By: Yassmine ElSayed
CAIRO, Dec. 19 (SEE) – In a previous article, ‘SEE’ provided advises by experts on how to raise your kids and how to respond to the most common behavioral problems.
In a recent piece at blog “verywellfamily.com”, Amy Morin, LCSW, provides some key behavioral challenges that you will have to face.
We continue here to list those problems and how to respond to.
Whining can be a bad habit,especially if it helps your kids get what they wants. But it’s important to curb whining before it becomes an even bigger problem.
After all, other kids and your child’s teacher aren’t going to appreciate a whiner.
A good first course of action is ignoring. Show your child that whining won’t get you to change your mind. Give positive attention when they stop whining.
Additionally, teach your child more appropriate ways to deal with uncomfortable emotions, like disappointment. Show them that saying, “I’m sad we can’t go to the playground today,” will get them much better results than repeatedly whining about how unfair it is that you won’t take them to play in a thunderstorm.
7. Impulsive Behavior
While young children tend to be more physically impulsive so it’s not unusual for a 4-year-old to hit. Older children are more likely to be verbally impulsive, meaning they may blurt things out that hurt people’s feelings.
Fortunately, there are many things you can do to teach your child impulse control skills. One simple way you can reduce impulsive behavior is by praising your kids each time they think before acting or speaking.
Teach anger management skills and self-discipline skills as well. Gaining control over emotions will help your child feel more in control of her behavior.
8. Bedtime Behavior Problems
Whether your child refuses to stay in bed or insists on sleeping with you, bedtime behavior problems are common. Without appropriate intervention, your child may become sleep-deprived, which could lead to even more problems. A lack of sleep has been linked to increased behavior problems in young children. And, sleep-deprivation can also lead to physical health issues.
Establish some clear bedtime rules and create a healthy bedtime routine. Consistency is key to helping kids establish healthy sleep habits. So even if you have to return your kids to their room a dozen times in an hour, keep doing it. Eventually, your child’s bedtime behavior will improve.
Your kids’ aggressive behavior might range from throwing a math book when they’re frustrated over their homework to outright punching each other when being mad.
Some kids become aggressive because they don’t know how to handle their feelings in a socially appropriate way. Others are perfectionists who meltdown every time things don’t go the way they planned.
Aggressive behavior is normal for toddlers and preschoolers. But, aggression should be decreasing over time as your child gains new skills.

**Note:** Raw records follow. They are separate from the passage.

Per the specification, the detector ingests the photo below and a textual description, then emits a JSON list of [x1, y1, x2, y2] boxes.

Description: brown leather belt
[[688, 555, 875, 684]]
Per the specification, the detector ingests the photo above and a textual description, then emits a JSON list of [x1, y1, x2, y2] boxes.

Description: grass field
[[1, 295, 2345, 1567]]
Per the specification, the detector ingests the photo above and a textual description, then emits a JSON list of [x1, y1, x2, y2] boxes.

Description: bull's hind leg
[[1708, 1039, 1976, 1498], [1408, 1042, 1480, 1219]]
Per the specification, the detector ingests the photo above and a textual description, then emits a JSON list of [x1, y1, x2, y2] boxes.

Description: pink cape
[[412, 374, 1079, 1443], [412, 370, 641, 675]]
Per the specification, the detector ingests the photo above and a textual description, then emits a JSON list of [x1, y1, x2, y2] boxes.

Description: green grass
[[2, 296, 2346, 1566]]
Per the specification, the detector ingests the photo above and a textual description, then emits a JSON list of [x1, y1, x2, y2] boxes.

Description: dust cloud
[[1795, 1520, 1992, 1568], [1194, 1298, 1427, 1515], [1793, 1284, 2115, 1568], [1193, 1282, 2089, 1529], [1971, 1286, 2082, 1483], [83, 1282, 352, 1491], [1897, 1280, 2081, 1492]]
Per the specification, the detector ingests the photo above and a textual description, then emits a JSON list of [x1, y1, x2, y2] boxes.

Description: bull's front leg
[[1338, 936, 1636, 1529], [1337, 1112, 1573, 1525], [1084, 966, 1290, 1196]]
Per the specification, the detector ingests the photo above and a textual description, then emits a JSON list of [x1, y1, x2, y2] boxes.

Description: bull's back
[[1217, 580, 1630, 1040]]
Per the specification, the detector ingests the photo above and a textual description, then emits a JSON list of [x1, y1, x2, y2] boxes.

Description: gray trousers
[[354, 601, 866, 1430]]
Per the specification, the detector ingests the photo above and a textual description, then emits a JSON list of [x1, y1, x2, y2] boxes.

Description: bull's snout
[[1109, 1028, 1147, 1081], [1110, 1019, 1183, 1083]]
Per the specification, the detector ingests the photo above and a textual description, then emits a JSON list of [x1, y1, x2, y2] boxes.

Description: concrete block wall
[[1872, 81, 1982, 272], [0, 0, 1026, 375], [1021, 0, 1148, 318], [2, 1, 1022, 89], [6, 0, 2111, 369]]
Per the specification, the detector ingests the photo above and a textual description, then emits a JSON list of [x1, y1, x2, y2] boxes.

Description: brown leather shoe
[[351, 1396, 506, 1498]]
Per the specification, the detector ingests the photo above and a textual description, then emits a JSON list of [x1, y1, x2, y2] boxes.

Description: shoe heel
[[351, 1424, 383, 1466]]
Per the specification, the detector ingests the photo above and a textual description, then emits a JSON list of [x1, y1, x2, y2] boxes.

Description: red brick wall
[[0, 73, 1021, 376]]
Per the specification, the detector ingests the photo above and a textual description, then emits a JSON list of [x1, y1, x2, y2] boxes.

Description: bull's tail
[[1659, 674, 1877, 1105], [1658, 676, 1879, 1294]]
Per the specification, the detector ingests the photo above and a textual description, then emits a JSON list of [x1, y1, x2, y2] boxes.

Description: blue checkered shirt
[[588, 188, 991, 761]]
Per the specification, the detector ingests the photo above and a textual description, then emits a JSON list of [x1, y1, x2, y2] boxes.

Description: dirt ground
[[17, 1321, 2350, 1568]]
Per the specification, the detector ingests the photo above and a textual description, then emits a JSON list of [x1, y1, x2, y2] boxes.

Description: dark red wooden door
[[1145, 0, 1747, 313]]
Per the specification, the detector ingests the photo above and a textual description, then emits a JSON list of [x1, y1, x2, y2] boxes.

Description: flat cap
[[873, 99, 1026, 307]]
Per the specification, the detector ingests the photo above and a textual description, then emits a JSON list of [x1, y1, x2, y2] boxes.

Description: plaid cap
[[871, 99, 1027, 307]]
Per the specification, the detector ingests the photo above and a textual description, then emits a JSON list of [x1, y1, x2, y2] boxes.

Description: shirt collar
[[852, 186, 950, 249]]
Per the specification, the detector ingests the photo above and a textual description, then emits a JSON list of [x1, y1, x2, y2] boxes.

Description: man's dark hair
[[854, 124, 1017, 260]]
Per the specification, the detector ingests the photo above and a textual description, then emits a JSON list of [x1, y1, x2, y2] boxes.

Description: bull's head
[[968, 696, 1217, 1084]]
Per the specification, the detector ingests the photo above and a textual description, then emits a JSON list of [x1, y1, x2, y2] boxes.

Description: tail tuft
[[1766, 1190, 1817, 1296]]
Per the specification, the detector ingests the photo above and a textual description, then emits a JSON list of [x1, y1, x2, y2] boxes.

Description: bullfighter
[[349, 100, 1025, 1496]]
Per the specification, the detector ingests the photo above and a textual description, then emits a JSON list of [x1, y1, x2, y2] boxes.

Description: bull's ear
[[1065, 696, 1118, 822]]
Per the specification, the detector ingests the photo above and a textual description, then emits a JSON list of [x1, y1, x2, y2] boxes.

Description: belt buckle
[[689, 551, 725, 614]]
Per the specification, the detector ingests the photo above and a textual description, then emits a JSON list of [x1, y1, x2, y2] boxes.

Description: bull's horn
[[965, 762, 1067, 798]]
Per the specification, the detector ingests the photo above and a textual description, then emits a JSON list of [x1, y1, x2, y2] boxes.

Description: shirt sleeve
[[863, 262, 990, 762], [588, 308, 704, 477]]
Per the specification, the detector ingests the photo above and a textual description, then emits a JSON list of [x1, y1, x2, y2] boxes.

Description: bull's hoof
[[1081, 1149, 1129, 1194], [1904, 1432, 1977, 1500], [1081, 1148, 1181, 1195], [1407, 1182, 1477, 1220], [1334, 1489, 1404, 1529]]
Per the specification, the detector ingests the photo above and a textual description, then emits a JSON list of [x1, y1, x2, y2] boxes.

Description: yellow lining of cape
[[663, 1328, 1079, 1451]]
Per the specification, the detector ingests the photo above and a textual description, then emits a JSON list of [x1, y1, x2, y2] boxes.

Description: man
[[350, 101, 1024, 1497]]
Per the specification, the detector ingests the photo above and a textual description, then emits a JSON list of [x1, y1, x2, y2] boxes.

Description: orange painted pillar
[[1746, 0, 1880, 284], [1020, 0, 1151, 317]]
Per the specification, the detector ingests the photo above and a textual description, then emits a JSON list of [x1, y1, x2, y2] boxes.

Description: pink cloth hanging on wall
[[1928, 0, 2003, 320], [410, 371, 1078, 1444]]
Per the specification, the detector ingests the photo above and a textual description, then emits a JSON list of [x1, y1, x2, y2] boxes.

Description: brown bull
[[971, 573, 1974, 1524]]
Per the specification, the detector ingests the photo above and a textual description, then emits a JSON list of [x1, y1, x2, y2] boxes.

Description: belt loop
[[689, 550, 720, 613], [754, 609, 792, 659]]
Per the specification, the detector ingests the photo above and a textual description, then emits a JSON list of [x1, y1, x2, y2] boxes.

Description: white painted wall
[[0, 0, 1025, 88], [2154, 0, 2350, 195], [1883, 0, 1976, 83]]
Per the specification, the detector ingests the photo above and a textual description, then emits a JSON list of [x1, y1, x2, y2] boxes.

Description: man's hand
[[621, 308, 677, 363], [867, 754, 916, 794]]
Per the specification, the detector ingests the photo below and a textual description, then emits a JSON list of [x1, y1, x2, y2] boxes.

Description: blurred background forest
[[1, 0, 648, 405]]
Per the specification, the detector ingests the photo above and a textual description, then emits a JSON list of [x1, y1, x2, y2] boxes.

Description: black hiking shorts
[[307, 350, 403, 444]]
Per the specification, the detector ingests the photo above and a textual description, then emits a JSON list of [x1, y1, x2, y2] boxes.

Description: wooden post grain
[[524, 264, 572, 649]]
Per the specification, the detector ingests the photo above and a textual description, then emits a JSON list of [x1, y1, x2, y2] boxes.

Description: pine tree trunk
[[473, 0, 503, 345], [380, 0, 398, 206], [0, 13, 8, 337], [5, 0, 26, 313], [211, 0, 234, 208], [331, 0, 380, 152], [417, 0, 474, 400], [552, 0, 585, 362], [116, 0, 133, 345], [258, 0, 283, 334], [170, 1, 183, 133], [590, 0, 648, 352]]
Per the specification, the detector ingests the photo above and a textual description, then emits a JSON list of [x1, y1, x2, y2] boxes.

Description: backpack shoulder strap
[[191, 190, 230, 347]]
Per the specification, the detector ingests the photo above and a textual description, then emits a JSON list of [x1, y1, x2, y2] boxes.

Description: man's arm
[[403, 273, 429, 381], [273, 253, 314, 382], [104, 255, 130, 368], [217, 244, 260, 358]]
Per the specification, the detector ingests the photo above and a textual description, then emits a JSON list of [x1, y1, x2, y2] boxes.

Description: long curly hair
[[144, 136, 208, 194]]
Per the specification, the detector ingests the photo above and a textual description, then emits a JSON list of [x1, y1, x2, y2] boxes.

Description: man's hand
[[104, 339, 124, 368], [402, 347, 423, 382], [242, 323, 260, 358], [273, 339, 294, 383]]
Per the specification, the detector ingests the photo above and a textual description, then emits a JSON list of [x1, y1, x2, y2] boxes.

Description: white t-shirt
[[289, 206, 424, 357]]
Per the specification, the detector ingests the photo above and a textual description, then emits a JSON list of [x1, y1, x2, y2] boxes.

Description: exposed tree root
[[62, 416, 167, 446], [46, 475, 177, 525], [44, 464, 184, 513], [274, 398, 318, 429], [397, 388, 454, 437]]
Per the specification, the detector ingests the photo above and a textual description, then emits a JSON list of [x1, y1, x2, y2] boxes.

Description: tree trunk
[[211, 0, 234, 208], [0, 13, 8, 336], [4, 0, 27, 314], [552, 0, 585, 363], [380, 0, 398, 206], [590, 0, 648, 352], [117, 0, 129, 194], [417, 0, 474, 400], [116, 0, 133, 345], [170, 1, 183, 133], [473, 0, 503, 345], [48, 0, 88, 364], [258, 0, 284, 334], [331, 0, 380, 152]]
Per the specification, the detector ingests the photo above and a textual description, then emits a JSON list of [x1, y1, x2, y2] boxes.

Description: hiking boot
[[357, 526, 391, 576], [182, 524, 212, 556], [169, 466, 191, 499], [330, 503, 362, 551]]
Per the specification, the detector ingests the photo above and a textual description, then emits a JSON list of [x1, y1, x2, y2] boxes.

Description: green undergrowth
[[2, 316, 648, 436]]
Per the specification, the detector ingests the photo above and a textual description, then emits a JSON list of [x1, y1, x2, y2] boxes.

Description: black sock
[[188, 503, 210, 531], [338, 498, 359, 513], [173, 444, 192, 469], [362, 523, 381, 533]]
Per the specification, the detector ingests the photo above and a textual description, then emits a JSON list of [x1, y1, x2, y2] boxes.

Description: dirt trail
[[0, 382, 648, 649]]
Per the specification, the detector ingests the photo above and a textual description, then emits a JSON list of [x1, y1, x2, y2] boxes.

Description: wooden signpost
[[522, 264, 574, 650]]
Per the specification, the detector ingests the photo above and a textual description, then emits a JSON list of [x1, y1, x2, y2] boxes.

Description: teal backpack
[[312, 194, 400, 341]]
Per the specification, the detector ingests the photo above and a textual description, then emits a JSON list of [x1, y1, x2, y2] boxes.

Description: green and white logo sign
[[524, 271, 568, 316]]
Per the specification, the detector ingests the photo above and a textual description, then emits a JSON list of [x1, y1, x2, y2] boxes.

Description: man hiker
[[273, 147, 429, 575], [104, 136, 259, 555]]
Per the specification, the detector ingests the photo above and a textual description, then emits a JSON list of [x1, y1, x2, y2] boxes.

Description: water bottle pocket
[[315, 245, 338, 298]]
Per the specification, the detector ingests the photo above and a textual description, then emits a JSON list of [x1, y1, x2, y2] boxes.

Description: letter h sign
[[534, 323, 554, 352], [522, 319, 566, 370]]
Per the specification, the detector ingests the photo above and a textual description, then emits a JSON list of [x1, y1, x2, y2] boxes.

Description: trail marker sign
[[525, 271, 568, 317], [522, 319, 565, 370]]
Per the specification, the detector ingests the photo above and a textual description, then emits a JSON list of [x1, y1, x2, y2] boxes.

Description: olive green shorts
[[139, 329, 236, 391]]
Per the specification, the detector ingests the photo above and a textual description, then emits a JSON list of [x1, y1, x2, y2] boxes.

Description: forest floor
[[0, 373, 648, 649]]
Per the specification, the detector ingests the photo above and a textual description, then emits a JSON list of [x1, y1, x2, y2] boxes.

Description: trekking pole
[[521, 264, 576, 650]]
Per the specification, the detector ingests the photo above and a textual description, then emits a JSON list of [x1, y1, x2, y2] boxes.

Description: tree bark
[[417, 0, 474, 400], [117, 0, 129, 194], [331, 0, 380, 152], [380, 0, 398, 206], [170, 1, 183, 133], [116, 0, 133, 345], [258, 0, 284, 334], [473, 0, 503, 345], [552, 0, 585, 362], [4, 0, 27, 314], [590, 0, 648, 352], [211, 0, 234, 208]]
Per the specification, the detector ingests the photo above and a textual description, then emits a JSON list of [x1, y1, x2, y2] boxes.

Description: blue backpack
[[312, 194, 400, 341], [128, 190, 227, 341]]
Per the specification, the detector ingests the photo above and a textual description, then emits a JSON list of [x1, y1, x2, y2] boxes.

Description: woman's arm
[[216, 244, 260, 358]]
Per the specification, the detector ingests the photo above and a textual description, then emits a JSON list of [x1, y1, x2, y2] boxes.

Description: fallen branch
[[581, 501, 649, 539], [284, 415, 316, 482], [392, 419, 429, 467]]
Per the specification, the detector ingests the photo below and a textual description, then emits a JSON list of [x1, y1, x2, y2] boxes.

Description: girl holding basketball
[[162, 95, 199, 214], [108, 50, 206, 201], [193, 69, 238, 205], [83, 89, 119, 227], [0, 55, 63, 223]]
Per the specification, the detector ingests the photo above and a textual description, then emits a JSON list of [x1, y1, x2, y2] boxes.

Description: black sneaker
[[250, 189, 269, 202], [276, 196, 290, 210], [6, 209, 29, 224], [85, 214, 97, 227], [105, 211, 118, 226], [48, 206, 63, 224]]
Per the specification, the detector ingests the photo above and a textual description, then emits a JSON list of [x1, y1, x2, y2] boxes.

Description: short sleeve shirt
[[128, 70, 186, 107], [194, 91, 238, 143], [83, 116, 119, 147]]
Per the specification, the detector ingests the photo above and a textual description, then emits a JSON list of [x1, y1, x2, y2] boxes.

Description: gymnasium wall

Give your child an immediate consequence for any act of aggression. Take away a privilege and use restitution to help your kids make amends if they’ve hurt someone. If his aggression doesn’t get better over time, seek professional help.
10. Temper Tantrums
Temper tantrums are most common in toddlers and preschoolers but they can extend into grade school if they aren’t addressed swiftly.
Ignoring can be one of the best ways to handle tantrums. Teach your kids that stomping, screaming, or throwing themselves to the floor won’t get them what they want. It’s also important to show better and more effective ways to get their needs met.
If behavior problems aren’t responding to your discipline strategies, or your child’s behavior has started disrupting his education and his peer relationships, talk to your pediatrician. You’ll want to rule out any underlying developmental issues, learning disabilities, or medical conditions.